Simvastatin Up-Regulates Annexin A10 That Can Inhibit the Proliferation, Migration, and Invasion in Androgen-Independent Human Prostate Cancer Cells.

The Prostate (2016-11-20)
Yoshiyuki Miyazawa, Yoshitaka Sekine, Haruo Kato, Yosuke Furuya, Hidekazu Koike, Kazuhiro Suzuki
ABSTRACT

Statins have recently been studied for their proapoptotic and antimetastatic effects. However, the exact mechanisms of their anticancer actions remain unclear. Using microarrays, we discovered up-regulation of annexin A10 (ANXA10) in PC-3 cells after simvastatin treatment. ANXA10 reportedly has antitumor effects. In this study, we evaluated the effects of simvastatin on ANXA10 signaling in androgen-independent prostate cancer cells. PC-3, LNCaP-LA (which were derived from LNCaP cells and cultured in 10% charcoal-stripped fetal bovine serum for 3 months), and DU145 human prostate cancer cell lines were used. Prostate tissues were collected from 60 patients (benign prostatic hyperplasia [BPH], n = 20; prostate cancer with a Gleason score of 7, n = 20; prostate cancer with a Gleason score of 8-10, n = 20) at the time of prostate biopsies performed. We used a nude mouse tumor xenograft model with administration of simvastatin or phosphate-buffered saline via intraperitoneal injection. Simvastatin inhibited the proliferation, migration, and invasion of PC-3, LNCaP-LA, and DU145 cells.
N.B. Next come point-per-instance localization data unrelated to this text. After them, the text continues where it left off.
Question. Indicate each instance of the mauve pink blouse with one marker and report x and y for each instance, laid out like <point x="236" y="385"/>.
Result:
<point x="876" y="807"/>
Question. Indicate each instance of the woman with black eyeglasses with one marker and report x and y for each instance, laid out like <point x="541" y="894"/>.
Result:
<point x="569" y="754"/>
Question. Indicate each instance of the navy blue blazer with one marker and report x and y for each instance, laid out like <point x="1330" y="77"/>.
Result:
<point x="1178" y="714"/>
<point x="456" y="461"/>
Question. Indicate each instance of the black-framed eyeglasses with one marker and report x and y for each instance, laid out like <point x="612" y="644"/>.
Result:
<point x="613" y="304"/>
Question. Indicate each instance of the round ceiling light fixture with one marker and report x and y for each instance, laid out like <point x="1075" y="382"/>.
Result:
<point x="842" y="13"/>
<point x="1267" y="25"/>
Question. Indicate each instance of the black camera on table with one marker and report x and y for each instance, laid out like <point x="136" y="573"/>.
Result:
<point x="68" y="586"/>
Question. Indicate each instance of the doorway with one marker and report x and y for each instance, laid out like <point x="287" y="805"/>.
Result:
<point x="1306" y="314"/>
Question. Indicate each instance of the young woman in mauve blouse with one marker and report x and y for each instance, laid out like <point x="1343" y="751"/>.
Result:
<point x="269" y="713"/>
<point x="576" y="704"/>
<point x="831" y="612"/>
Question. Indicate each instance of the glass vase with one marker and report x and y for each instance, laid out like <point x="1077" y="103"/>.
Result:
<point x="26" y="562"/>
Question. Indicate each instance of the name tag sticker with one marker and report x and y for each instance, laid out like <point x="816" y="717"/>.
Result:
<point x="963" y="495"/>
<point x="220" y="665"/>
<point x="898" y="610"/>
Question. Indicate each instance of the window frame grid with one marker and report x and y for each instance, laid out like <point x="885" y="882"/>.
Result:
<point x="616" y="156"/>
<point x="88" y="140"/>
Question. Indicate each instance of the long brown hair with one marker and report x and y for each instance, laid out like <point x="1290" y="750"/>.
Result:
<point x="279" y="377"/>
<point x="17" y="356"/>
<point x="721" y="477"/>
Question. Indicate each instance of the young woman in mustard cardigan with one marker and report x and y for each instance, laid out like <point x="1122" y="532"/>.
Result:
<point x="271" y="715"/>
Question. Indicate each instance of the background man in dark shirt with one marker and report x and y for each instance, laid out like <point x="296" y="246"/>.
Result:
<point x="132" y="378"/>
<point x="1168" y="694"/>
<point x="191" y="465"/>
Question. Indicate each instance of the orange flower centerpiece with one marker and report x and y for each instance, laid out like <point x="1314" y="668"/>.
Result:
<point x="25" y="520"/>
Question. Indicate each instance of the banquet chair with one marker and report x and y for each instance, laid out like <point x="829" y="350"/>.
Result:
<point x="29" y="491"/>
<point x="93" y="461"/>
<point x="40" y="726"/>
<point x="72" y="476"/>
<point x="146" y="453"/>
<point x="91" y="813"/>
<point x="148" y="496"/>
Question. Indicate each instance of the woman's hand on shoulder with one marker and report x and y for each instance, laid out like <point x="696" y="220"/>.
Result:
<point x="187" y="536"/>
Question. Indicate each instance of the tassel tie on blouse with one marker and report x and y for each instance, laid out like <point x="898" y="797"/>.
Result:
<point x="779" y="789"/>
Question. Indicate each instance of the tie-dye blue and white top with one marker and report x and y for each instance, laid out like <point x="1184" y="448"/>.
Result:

The expression level of ANXA10 was up-regulated by simvastatin in PC-3, LNCaP-LA, and DU145 cells. Transfection with ANXA10 inhibited PC-3 and LNCaP-LA cells proliferation, migration, and invasion. Knockdown of ANXA10 by siRNA increased the proliferation of PC-3 and LNCaP-LA cells. In a nude mouse xenograft model of PC-3 cells, simvastatin induced both reduction in the tumor size and up-regulation of ANXA10 expression. In human prostate biopsy samples, ANXA10 mRNA expression was significantly lower in the prostate cancer group than in the BPH group. Next, we found that up-regulation of ANXA10 in PC-3 resulted in down-regulation of S100 calcium binding protein A4 (S100A4), which is reportedly correlated with aggressiveness and a worse prognosis for patients with different types of carcinomas. Expression of S100A4 was down-regulated by simvastatin. In PC-3 cells, knockdown of S100A4 by siRNA inhibited the proliferation, migration, and invasion of PC-3 cells. Our results suggest that statins inhibit the proliferation, migration, and invasion of androgen-independent prostate cancer cells by up-regulation of ANXA10. Additionally, it is possible that S100A4 plays a role in these effects. Statins may be beneficial in the prevention and/or treatment of prostate cancer. Prostate 77: 337-349, 2017. © 2016 Wiley Periodicals, Inc.